I medici e i biologi dei centri Genera sono presenti con presentazioni e discussioni su diversi aspetti della procreazione medicalmente assistita (PMA).
Un focus, ad esempio, è dedicato al test genetico pre-impianto per aneuploidie (PGT-A), l’esame che è stato messo a punto con l’obiettivo di identificare gli embrioni con assetto cromosomico normale, tra quelli prodotti durante un ciclo di PMA.
Questi embrioni sono meno soggetti a rischio di aborto e hanno una maggior chance di risultare in una gravidanza a termine. Ma ha senso eseguire la PGT-A anche se sono stati ottenuti solamente 1-2 embrioni, piuttosto che procedere al trasferimento in utero senza alcuna informazione in più sul loro stato di salute?
La risposta è sì, secondo uno studio scientifico presentato dal gruppo Genera insieme a Juno Genetics come poster al 39esimo congresso della Società europea di Medicina della riproduzione ed embriologia (ESHRE) in corso a Copenhagen.
Lo studio ‘PGT-A and euploid transfer is more efficient than untested transfer in patients obtaining 1 or 2 blastocysts: a propensity score matching-based study’ formula la domanda se sia vantaggioso in ogni caso procedere con il test, anche quando sono state ottenute 1 o 2 blastocisti, piuttosto che procedere con il semplice transfer ‘a scatola chiusa’.

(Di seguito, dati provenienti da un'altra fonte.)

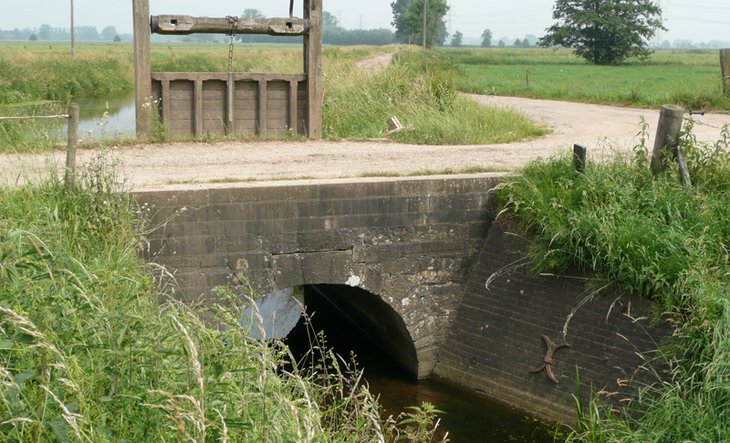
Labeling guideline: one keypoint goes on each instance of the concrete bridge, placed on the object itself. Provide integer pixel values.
(419, 251)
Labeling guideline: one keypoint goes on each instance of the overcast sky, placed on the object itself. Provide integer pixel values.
(697, 20)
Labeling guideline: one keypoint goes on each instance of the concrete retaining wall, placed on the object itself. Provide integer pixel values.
(408, 241)
(496, 338)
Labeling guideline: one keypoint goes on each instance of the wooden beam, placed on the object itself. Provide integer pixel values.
(313, 67)
(142, 68)
(185, 24)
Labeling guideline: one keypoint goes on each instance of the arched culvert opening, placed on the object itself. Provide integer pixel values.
(356, 321)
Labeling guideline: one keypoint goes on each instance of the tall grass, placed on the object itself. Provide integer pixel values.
(688, 78)
(91, 349)
(659, 239)
(420, 90)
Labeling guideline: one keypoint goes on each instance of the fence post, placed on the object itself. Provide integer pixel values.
(73, 141)
(725, 65)
(667, 135)
(579, 158)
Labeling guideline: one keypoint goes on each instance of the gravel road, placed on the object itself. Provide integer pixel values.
(185, 165)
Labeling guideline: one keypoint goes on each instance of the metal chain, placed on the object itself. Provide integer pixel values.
(233, 23)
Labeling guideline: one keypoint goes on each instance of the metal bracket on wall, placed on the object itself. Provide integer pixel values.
(547, 362)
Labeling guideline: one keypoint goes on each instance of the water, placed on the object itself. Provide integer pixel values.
(469, 418)
(107, 118)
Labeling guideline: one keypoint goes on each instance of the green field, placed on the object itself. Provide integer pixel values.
(420, 91)
(688, 78)
(655, 237)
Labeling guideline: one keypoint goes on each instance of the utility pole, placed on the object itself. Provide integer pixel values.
(73, 39)
(425, 22)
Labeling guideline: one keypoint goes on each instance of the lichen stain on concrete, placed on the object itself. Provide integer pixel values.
(353, 281)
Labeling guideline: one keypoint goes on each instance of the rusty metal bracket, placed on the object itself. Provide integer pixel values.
(547, 362)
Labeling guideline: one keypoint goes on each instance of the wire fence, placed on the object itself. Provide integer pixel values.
(73, 139)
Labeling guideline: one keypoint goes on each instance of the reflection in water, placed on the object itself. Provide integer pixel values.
(469, 418)
(106, 118)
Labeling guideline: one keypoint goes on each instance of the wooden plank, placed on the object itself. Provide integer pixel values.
(262, 117)
(142, 68)
(198, 108)
(313, 67)
(293, 102)
(186, 24)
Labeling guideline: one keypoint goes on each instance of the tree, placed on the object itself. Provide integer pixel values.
(605, 32)
(408, 21)
(400, 7)
(457, 39)
(487, 38)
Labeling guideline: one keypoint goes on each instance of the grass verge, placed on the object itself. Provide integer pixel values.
(420, 90)
(91, 349)
(659, 239)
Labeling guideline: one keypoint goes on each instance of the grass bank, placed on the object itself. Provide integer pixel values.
(420, 90)
(690, 78)
(93, 350)
(659, 239)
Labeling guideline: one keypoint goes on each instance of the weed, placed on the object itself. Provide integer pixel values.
(659, 239)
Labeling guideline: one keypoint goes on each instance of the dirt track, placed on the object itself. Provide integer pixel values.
(166, 166)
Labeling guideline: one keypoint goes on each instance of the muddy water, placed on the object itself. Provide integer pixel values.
(468, 417)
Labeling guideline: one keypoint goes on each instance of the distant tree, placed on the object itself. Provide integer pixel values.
(408, 21)
(399, 8)
(109, 33)
(487, 38)
(604, 32)
(457, 39)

“Alcuni centri di Medicina della riproduzione – spiega Cindy Argento, primo autore del lavoro e ginecologa presso il centro Genera Roma – non applicano la PGT-A in presenza di soli 1 o 2 embrioni per dare la possibilità alla paziente di ‘tentare’ comunque il transfer, non essendoci la possibilità, nei fatti, di scegliere l’embrione più promettente. La differenza sta nel modo in cui si utilizza questo test: se concepito solo come un esame per la prioritizzazione degli embrioni da trasferire, daremmo ragione a questi centri. Se, invece, come siamo soliti fare presso il nostro gruppo, la PGT-A viene considerata un test cromosomico a tutti gli effetti, in grado di ridurre il rischio di aborto, minimizzare il rischio di gravidanze cromosomicamente anomale, e ridurre il tempo per concludere il proprio trattamento, a quel punto anche 1-2 blastocisti sono sufficienti per utilizzarla in maniera vantaggiosa”. Infatti è stato dimostrato che la PGT-A ha risparmiato in molte coppie transfer inutili e potenzialmente rischiosi, oltre che mediamente un mese di tempo per concludere con successo il loro trattamento.